Apple continues to shock iPhone users, not with news of the company's lower-than-expected earnings, but a literal electric jolt.

On Wednesday, a third victim of iPhone electrocution was rushed to the hospital when she was zapped while holding her smartphone made by the Cupertino-based tech giant. Reports said that the 28-year-old victim was holding the iPhone while at her Chatswood home when the electrocution happened at about 8 pm.

The unnamed iPhone user was rushed by a New South Wales ambulance to the Royal North Shore Hospital for treatment where she is now in a stable condition and not seriously injured.

It was not clear if she was charging the mobile phone at the same time while holding it when she was electrocuted, unlike the first two iPhone electrocution victims in China who were charging their units allegedly using fake chargers.

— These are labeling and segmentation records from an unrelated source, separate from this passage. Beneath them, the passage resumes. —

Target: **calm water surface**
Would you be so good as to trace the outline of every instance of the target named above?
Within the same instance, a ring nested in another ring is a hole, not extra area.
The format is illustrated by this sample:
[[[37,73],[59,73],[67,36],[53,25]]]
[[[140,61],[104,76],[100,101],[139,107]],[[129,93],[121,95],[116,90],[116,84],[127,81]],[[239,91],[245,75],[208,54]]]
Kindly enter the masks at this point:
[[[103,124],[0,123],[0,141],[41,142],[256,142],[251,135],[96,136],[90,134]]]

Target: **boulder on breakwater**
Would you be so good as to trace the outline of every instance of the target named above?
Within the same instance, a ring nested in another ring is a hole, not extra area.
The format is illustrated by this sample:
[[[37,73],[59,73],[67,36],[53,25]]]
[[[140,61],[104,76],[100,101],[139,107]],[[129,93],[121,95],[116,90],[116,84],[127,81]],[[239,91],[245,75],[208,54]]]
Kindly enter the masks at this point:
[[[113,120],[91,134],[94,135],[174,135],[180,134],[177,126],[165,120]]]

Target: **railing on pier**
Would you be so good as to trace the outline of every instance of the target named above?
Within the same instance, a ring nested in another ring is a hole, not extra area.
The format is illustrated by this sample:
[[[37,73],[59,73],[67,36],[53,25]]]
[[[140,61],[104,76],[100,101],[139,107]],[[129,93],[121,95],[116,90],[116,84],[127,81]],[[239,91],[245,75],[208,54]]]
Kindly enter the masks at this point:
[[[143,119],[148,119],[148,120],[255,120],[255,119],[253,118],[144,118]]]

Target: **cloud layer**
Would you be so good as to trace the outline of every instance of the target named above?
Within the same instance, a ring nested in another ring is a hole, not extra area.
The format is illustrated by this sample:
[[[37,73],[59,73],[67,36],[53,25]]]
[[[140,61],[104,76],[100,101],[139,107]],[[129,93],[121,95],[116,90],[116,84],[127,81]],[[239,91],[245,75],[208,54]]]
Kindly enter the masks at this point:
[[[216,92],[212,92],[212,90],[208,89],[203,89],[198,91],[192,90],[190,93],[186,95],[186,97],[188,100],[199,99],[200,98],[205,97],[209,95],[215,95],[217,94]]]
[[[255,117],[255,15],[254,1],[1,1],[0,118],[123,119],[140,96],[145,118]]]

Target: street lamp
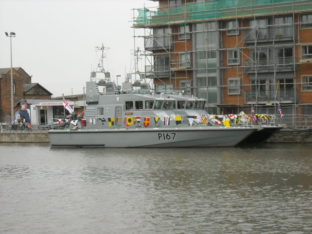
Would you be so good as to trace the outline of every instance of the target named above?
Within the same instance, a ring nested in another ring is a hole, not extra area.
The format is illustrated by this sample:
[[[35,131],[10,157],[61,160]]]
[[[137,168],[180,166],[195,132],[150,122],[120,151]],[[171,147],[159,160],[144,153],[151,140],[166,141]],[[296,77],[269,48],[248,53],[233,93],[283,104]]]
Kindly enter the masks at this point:
[[[13,112],[13,72],[12,66],[12,37],[15,37],[15,32],[10,32],[10,35],[7,32],[5,32],[7,37],[10,37],[10,41],[11,45],[11,121],[13,120],[14,113]]]

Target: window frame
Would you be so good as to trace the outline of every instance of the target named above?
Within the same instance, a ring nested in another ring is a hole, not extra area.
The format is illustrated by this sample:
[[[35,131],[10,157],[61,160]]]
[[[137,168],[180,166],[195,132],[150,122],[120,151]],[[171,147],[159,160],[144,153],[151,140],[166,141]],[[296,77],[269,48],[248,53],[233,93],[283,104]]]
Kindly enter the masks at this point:
[[[305,79],[307,79],[306,81],[305,80]],[[302,92],[312,91],[312,75],[302,76],[301,80],[302,82],[301,91]],[[304,83],[308,83],[308,84],[305,84]]]
[[[311,47],[311,48],[310,49],[311,50],[311,53],[307,53],[307,54],[303,54],[303,48],[304,47],[307,47],[307,51],[308,51],[309,50],[309,47]],[[310,45],[302,45],[301,46],[301,60],[307,60],[309,59],[312,60],[312,44]],[[308,56],[308,57],[304,57],[304,56]]]
[[[235,85],[234,83],[234,85],[230,84],[232,81],[237,81],[237,84]],[[233,78],[229,78],[227,79],[227,94],[229,95],[237,95],[241,94],[241,89],[240,88],[241,86],[240,79],[238,77],[234,77]],[[231,88],[230,87],[233,87]],[[231,90],[236,90],[237,91],[233,92],[231,91]]]
[[[179,26],[179,40],[184,40],[190,39],[190,28],[191,26],[189,24],[183,24],[182,26]]]
[[[310,16],[311,20],[311,21],[308,21],[308,22],[310,22],[310,23],[307,23],[306,22],[304,22],[303,19],[303,17],[305,16]],[[306,29],[309,28],[312,28],[312,14],[304,14],[300,15],[300,22],[301,23],[300,24],[300,29]]]
[[[236,56],[237,57],[237,58],[235,58],[234,55],[235,52],[236,52]],[[233,56],[233,57],[232,58],[230,58],[230,54],[232,53],[232,52],[233,52],[232,55]],[[240,59],[239,56],[239,50],[237,49],[230,49],[227,50],[227,65],[239,65],[240,64],[241,61]],[[234,61],[236,60],[236,62],[230,62],[230,60]]]
[[[181,58],[181,56],[185,55],[185,58],[184,60],[182,60]],[[180,67],[191,67],[191,52],[186,52],[180,53],[179,55],[179,66]],[[185,64],[185,66],[183,66],[181,64]]]
[[[229,26],[229,24],[230,23],[233,23],[233,25],[234,25],[234,23],[236,23],[236,27],[233,26]],[[239,27],[239,22],[238,20],[228,20],[227,21],[227,35],[230,36],[231,35],[239,35],[239,30],[238,28]]]

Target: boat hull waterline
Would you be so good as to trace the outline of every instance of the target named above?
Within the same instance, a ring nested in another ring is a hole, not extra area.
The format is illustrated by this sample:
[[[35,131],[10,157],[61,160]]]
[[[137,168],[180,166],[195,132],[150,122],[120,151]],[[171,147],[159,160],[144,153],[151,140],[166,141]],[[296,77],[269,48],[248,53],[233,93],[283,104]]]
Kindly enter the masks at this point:
[[[256,131],[225,127],[51,130],[52,148],[170,148],[234,146]],[[66,139],[66,140],[65,140]]]

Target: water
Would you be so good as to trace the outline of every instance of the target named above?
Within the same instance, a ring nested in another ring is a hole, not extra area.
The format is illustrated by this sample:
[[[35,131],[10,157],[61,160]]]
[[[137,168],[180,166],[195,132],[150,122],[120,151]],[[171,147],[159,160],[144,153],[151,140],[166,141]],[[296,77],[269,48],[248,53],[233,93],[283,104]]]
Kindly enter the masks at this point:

The first victim, an airline stewardesses died, while the second victim, a 30-year-old male is still in a coma.

However, the Sydney woman turned out to be the fifth victim of electric shocks from smartphones treated by the NSW Ambulance paramedics since January 2012, although it is not clear if the victims were all using iPhones or some had other phone brands.

Besides cell phones, other home electrical appliances were the culprits for injuries such as fingers amputated by blenders, burnt from hair straighteners and shocked from gaming devices.

Since the start of the 2013, Ambulance NSW had responded to 232 calls to such kinds of emergencies.

Apple has so far not yet issued any statement about the latest case of electrocution involving iPhones.